NATO leaders gather in Ankara as Trump presses allies on defence
The summit brings all 32 NATO members to Turkiye, with spending pledges, Ukraine’s air defences and alliance unity on the agenda.
By Sofia Marchetti · World Affairs Correspondent
4 min read
NATO leaders opened a two-day summit in Ankara on Tuesday as US President Donald Trump again pushed allies to spend more on defence. The meeting tests whether the alliance can turn larger military budgets into usable capability while keeping support for Ukraine visible.
Al Jazeera reported that leaders from all 32 NATO member states are attending the summit in Turkiye. Ukrainian President Volodymyr Zelenskyy and South Korean President Lee Jae-myung are also expected, although their countries are outside the alliance.
Australia, Japan and New Zealand are sending defence or foreign ministers, according to Al Jazeera. Bahrain, Kuwait, Qatar and the United Arab Emirates are also represented after being affected by the US-Israel war on Iran, the network reported.
Syrian President Ahmed al-Sharaa is not expected at the NATO gathering, but Al Jazeera reported that he is due to hold a separate bilateral meeting with Trump in Ankara.
Spending pledges move to the centre
Defence spending is the central issue for Trump, who has questioned NATO’s value since his first presidential campaign and argued that the United States carried too much of the burden, according to Al Jazeera. At that time, only five member states met the alliance’s previous benchmark of spending 2 percent of gross domestic product on defence.
At the 2025 NATO summit, members agreed to raise their long-term target to 5 percent of GDP by 2035, Al Jazeera reported. That total includes 3.5 percent for military spending and 1.5 percent for broader security-related needs.

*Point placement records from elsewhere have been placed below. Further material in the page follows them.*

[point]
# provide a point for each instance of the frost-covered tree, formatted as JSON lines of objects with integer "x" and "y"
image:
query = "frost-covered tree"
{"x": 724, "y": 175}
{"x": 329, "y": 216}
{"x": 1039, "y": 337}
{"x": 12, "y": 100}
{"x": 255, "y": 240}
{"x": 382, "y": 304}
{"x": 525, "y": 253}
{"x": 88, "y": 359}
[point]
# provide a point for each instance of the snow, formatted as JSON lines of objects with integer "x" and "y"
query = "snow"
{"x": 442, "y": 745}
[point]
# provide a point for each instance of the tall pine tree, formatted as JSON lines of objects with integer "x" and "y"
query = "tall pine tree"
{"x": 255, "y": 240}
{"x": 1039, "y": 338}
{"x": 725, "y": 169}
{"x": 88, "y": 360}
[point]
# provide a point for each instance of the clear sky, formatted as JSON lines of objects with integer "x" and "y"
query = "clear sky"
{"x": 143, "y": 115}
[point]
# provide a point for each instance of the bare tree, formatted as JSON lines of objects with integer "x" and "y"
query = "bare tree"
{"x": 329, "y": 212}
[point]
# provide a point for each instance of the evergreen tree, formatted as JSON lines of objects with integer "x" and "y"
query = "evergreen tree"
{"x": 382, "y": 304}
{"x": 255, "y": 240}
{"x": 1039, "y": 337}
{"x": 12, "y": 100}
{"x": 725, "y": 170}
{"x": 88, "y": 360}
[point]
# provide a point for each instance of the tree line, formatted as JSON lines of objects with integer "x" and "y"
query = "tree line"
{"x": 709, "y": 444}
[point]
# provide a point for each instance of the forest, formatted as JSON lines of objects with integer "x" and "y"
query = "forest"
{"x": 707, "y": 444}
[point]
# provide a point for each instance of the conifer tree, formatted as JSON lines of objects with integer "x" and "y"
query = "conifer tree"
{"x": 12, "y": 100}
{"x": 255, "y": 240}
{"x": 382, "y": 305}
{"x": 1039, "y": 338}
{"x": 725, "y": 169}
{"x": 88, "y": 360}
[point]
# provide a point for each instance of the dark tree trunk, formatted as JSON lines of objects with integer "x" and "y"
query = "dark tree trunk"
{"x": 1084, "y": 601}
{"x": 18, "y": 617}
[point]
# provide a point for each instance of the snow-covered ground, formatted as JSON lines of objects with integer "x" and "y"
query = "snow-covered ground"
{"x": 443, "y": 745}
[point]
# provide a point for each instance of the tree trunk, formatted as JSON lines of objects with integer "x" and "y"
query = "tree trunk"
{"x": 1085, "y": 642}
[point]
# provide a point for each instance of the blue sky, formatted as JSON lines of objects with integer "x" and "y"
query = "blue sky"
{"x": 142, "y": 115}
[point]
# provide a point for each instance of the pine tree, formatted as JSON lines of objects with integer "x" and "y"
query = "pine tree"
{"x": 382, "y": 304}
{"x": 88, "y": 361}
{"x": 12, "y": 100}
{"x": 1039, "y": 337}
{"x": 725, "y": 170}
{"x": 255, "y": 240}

NATO figures cited by Al Jazeera show every member is now estimated to be at or above the 2 percent threshold for 2025. Poland leads the list at 4.3 percent of GDP, followed by Lithuania at 4 percent, Latvia at 3.7 percent and Estonia at 3.4 percent, according to NATO data.
Ozgur Unluhisarcikli, the German Marshall Fund’s regional director for Turkiye, told Al Jazeera that this year’s discussion is expected to focus on converting spending promises into military capability. He said European allies had begun upgrading defence industries after agreeing last year to the 5 percent target.
Paolo von Schirach, president of the Global Policy Institute, cautioned that bigger budgets do not quickly produce battlefield-ready forces. He told Al Jazeera that more orders could eventually mean more military hardware, but the results will take years.
Ukraine seeks air defences
Zelenskyy is scheduled to meet Trump on Wednesday, Al Jazeera reported. Ukraine is expected to ask for additional Patriot air defence systems as Russian attacks on Ukrainian cities intensify.
A Russian drone attack on Kyiv killed at least 11 people on Monday morning, according to Al Jazeera. Jack Watling, a senior research fellow at the Royal United Services Institute, told the network that Ukraine wants political and military-technical backing from alliance members to show Russia that support will continue.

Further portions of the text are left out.